The Liquid Biopsy: Where a Blood Sample Can Reveal Many Secrets

Georges El Hachem*
Department of Medical Oncology, Institut Jules Bordet, Brussels, Belgium

*Corresponding author: Georges El Hachem, Department of Medical Oncology, Institut Jules Bordet, Brussels, Belgium

Published: 18 Feb, 2018
Cite this article as: El Hachem G. The Liquid Biopsy: Where a Blood Sample Can Reveal Many Secrets. Clin Oncol. 2018; 3: 1419.
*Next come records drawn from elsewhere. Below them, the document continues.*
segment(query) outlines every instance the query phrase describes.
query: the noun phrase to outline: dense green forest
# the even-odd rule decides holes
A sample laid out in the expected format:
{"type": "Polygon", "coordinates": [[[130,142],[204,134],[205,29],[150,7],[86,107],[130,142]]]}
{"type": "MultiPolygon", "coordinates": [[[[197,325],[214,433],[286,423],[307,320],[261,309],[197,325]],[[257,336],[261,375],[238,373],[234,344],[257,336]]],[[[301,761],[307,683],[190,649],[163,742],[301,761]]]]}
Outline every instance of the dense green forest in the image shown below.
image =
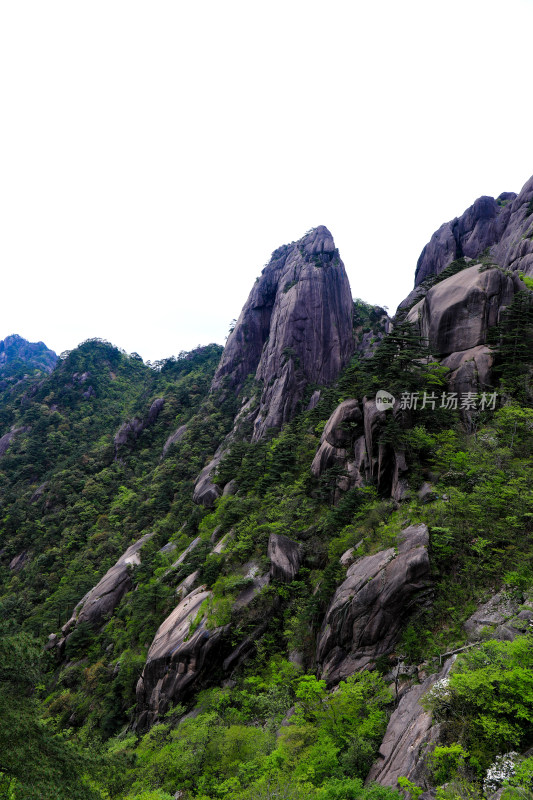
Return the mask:
{"type": "MultiPolygon", "coordinates": [[[[318,478],[310,471],[343,400],[446,386],[447,370],[412,326],[399,322],[382,338],[379,315],[361,301],[355,327],[375,334],[373,357],[356,354],[281,431],[254,443],[242,431],[216,476],[238,491],[211,509],[192,502],[194,480],[258,391],[250,380],[238,397],[209,393],[222,348],[146,365],[90,340],[50,375],[6,386],[0,432],[19,432],[0,459],[0,798],[396,800],[401,789],[416,800],[422,789],[406,780],[364,784],[397,704],[391,670],[401,661],[436,671],[443,654],[466,645],[465,620],[495,592],[518,608],[533,597],[532,296],[519,292],[492,331],[494,410],[388,417],[380,442],[401,449],[408,466],[401,502],[371,482],[339,492],[342,465],[318,478]],[[128,420],[137,424],[124,428],[128,420]],[[428,482],[429,496],[419,491],[428,482]],[[431,603],[413,610],[393,653],[332,690],[317,677],[314,650],[346,574],[341,555],[396,547],[417,523],[430,532],[431,603]],[[43,649],[147,533],[116,612],[98,628],[78,625],[62,655],[43,649]],[[229,534],[218,553],[215,533],[229,534]],[[301,545],[302,567],[241,607],[243,565],[268,569],[272,533],[301,545]],[[230,625],[237,642],[265,624],[231,680],[214,673],[139,730],[135,688],[148,648],[194,570],[212,590],[208,628],[230,625]]],[[[489,796],[503,757],[533,746],[533,634],[495,641],[488,629],[484,638],[423,701],[442,723],[429,762],[439,800],[489,796]]],[[[504,800],[532,796],[533,759],[515,760],[504,800]]]]}

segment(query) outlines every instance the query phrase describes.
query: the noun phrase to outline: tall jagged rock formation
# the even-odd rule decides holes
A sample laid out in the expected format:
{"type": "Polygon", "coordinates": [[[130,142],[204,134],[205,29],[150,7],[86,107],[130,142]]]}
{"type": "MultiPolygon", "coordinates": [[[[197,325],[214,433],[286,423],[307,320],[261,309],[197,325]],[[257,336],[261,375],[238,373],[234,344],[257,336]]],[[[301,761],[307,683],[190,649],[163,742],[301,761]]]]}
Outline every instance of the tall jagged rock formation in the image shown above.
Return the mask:
{"type": "Polygon", "coordinates": [[[452,391],[491,388],[489,329],[525,288],[522,273],[533,274],[533,177],[518,195],[478,198],[441,225],[422,250],[415,288],[397,313],[419,326],[450,369],[452,391]],[[450,265],[455,274],[441,275],[450,265]]]}
{"type": "Polygon", "coordinates": [[[478,258],[487,248],[504,269],[533,274],[533,177],[520,194],[479,197],[460,217],[444,223],[422,250],[415,286],[458,258],[478,258]]]}
{"type": "Polygon", "coordinates": [[[296,412],[309,383],[329,384],[353,353],[352,294],[333,237],[320,225],[284,245],[256,281],[230,334],[213,389],[263,385],[254,439],[296,412]]]}
{"type": "MultiPolygon", "coordinates": [[[[333,237],[320,225],[283,245],[256,280],[212,382],[212,391],[260,383],[259,403],[241,411],[257,441],[298,411],[309,384],[333,383],[354,352],[353,301],[333,237]],[[245,412],[245,413],[244,413],[245,412]]],[[[228,442],[198,478],[194,499],[210,505],[220,494],[211,476],[228,442]]]]}

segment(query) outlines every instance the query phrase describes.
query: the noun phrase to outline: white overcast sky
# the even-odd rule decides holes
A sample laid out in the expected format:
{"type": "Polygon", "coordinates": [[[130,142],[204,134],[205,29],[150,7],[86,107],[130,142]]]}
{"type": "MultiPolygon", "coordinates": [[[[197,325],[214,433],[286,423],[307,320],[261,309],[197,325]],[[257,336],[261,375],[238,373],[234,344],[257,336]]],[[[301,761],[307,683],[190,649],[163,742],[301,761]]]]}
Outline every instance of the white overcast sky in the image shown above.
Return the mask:
{"type": "Polygon", "coordinates": [[[391,311],[533,173],[533,0],[0,2],[0,338],[223,343],[327,225],[391,311]]]}

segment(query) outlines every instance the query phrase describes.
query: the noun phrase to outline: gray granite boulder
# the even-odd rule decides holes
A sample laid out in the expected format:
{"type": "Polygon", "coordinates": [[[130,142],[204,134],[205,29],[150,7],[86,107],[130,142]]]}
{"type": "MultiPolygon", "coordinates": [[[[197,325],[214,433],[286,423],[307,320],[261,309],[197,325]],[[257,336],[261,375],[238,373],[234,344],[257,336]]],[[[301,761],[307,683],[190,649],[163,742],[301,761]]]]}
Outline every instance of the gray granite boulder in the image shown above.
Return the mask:
{"type": "Polygon", "coordinates": [[[414,608],[430,589],[428,529],[411,525],[398,548],[365,556],[349,567],[326,612],[317,663],[338,683],[391,651],[414,608]]]}
{"type": "Polygon", "coordinates": [[[185,432],[187,430],[187,425],[180,425],[174,433],[171,433],[168,439],[166,440],[165,444],[163,445],[163,452],[161,453],[161,458],[164,458],[173,444],[179,442],[180,439],[183,439],[185,436],[185,432]]]}
{"type": "MultiPolygon", "coordinates": [[[[251,578],[233,608],[248,606],[268,580],[268,575],[251,578]]],[[[198,586],[160,625],[137,683],[138,730],[150,727],[172,704],[186,700],[199,686],[212,681],[215,674],[230,672],[253,647],[253,633],[235,649],[230,625],[208,625],[202,604],[210,597],[205,586],[198,586]]]]}
{"type": "Polygon", "coordinates": [[[430,675],[402,696],[389,720],[367,783],[375,781],[381,786],[396,788],[398,778],[405,776],[417,785],[424,785],[424,756],[431,750],[431,745],[438,742],[440,726],[433,724],[431,713],[424,710],[420,700],[438,680],[447,677],[453,661],[453,658],[448,659],[440,672],[430,675]]]}
{"type": "Polygon", "coordinates": [[[501,269],[467,267],[433,286],[409,311],[407,320],[419,326],[437,356],[483,345],[502,309],[520,288],[518,276],[501,269]]]}
{"type": "Polygon", "coordinates": [[[14,426],[10,431],[4,433],[4,435],[0,437],[0,458],[7,453],[8,447],[15,436],[17,436],[19,433],[24,433],[27,430],[29,430],[27,426],[20,426],[18,428],[14,426]]]}
{"type": "Polygon", "coordinates": [[[145,428],[149,428],[156,422],[164,404],[164,398],[157,397],[144,418],[133,417],[120,426],[113,439],[115,460],[119,458],[124,448],[131,447],[136,442],[145,428]]]}
{"type": "Polygon", "coordinates": [[[440,363],[450,370],[446,377],[448,388],[460,396],[464,392],[490,388],[493,360],[491,350],[486,345],[479,344],[469,350],[451,353],[440,363]]]}
{"type": "Polygon", "coordinates": [[[272,580],[290,583],[294,580],[302,563],[302,546],[287,536],[271,533],[268,540],[270,577],[272,580]]]}
{"type": "Polygon", "coordinates": [[[533,601],[520,603],[516,594],[497,592],[466,620],[464,629],[470,642],[482,639],[512,641],[533,625],[533,601]]]}
{"type": "Polygon", "coordinates": [[[82,622],[98,627],[106,621],[118,606],[126,592],[132,588],[131,569],[141,563],[141,549],[152,538],[146,533],[135,544],[128,547],[116,564],[109,569],[90,592],[87,592],[72,613],[72,617],[63,626],[64,636],[82,622]]]}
Medical Oncology is one the most rapidly evolving fields in the Medicine with drastic improvement in the diagnostic and therapeutic procedures. However, the heterogeneity of the disease with a difference between the primary lesion and the disseminated deposits, as well as the response assessment and the early detection of recurrence remain big challenges. Despite the use of effective loco-regional and systemic staging techniques, many cases of small micro-metastatic lesions continue to be undetectable by current imaging procedures, knowing that their early detection may prevent the development of incurable disease. Moreover, there has always been some limitations to biopsy certain lesions that can be molecularly different from the primitive one. Besides, many therapeutic decisions are often based on the characteristics of the primary tumor, without taking into consideration the spatial and temporal tumor heterogeneities. Consequently, the entity of circulating biomarkers, also called liquid biopsy, was developed. It mainly consists of utilizing circulating tumor cells (CTCs) and circulating tumor DNA (ctDNA).
Tumors can liberate cells, called ‘’tumor cells’’, that enter the blood stream, and become circulating cells with the possibility of analyzing them via different techniques. When the cells become necrotic or after apoptosis, they release their DNA in the blood stream, known as ctDNA. Therefore, they play the role of non-invasive, real-time liquid biopsies in cancer patients, becoming an individual archive for the disease upon progression or regression.
Many trials are ongoing to demonstrate the utility of liquid biopsies in the management of oncologic patients. These are non-invasive, promising, and accurate tools allowing the monitoring of tumor evolution. Many studies showed their potential in detecting early recurrence even before the development of metastatic disease. In the advanced disease, they contributed to the detection of resistance mechanisms to certain cytotoxic treatments. A correlation with the response to treatment and consequently the survival was also demonstrated. So, the liquid biopsies have a prognostic role and may become an effective tool to assess and follow response to treatment, avoiding the continuation of unnecessary regimens, thus resulting in a better orientation of the treatment decisions. What is more interesting is that, in the early setting, the detection of the CTCs and ctDNA after a conventional standard adjuvant therapy may identify a subgroup of patients requiring additional treatments. Further studies are still needed to investigate their role as a surrogate, predictive and sensitive biomarker and to overcome their limitations, mainly the lack of technical standardization.